Chloe Sevigny, la club kid ultime, est sa muse ; Kahimi Karie, sans doute la plus belle Japonaise cerise depuis Hiromix, a composé un morceau en son honneur.Pour tout ça, entre autres, Harmony Korine pourrait bien agacer sérieusement. Détesté aux USA, Gummo est l’objet d’un véritable culte au Japon. Bruce La Bruce, Gus Van Sant, Werner Herzog, le photographe et écrivain germano-américain Collier Schorr et l’artiste new-yorkais Patterson Beckwith parrainent notre sweet Harmony.
Comment essayer, après tant d’écoeurement branché, de convaincre que Gummo vaut davantage que cela ? En parlant du film, ce cadeau. Gummo développe un état du bonheur adolescent assez… particulier. Il s’agit pour l’essentiel de s’exercer sous la pluie à tirer au fusil à plomb sur des chats, parfois déjà crevés, en écoutant Cryin’ de Roy Orbison. Lorsqu’on a évoqué cela, puis décrit le personnage de Solomon (un gosse de 13 ans ressemblant à un croisement entre un milk-shake banane et un rat) et brièvement évoqué un Bunny Boy maigre de 14 ans, pissant sur tout ce qui bouge en traversant le film de façon incongrue et inexpliquée, on aura un peu tout dit du scénario, de son approche stratosphérique et latente de l’espace, on aura tout résumé de cette balade haschischienne en pays redneck.
On évoquera aussi les tons orange de Nan Goldin en rappelant qu’on est largement dans une culture de Polaroid, où l’intime le partage à la performance.

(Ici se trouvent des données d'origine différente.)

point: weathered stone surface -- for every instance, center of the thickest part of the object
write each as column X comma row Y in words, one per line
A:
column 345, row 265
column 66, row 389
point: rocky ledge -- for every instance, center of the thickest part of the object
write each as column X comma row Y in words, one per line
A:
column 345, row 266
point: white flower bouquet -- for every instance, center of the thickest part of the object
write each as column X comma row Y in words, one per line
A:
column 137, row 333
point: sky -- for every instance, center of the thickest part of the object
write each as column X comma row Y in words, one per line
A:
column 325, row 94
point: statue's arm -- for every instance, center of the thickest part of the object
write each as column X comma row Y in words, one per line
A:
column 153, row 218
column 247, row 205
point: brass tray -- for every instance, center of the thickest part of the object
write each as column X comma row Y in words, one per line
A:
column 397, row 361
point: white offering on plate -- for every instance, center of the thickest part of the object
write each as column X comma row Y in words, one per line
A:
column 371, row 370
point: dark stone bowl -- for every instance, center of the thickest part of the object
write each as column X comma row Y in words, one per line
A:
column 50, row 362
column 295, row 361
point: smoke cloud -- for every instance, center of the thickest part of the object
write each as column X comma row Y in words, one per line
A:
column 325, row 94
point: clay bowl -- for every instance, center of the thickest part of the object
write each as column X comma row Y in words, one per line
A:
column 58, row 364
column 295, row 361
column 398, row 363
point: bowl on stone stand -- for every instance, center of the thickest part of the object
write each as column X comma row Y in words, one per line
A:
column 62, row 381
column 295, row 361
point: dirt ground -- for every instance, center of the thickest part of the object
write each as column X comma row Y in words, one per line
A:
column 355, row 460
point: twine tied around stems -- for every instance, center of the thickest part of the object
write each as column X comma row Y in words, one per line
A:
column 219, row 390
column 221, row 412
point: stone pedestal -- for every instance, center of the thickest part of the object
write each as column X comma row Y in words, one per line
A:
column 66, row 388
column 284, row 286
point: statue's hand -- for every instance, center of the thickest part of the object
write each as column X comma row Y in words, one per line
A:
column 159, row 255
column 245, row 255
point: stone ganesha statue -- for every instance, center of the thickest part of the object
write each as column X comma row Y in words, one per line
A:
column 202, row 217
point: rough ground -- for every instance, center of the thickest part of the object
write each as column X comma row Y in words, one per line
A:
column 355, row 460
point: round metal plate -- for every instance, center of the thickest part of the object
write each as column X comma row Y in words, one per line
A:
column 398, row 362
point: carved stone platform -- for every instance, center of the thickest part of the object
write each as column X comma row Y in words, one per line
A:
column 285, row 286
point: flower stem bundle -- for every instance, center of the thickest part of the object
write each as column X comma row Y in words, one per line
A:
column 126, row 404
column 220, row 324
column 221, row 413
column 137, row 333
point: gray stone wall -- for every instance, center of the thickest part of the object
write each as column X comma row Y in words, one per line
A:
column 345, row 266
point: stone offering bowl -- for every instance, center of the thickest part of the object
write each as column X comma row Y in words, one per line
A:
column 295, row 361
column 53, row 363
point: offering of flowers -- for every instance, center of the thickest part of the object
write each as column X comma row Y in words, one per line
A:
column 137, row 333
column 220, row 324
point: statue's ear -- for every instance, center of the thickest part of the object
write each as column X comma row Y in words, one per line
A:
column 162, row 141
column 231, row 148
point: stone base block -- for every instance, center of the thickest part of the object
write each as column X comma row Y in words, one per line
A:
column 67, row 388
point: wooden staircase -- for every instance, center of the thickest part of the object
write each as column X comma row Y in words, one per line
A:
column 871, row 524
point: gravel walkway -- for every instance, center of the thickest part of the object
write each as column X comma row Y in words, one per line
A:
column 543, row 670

Parce que son immaturité (partie prenante de son charme trouble) l’oriente constamment vers une sous-culture urbaine trash, en voie de devenir chic, Gummo abuse de sa propension à ne filmer que des freaks (jumeaux, nain gay et noir, albinos, androgyne) et manque en permanence de déraper par son goût dérangeant pour le grotesque. Un grotesque dont on ne sait pas s’il vient du cinéma de Tod Browning, de « la grande famille des anormaux » de Michel Foucault ou du True stories de David Byrne.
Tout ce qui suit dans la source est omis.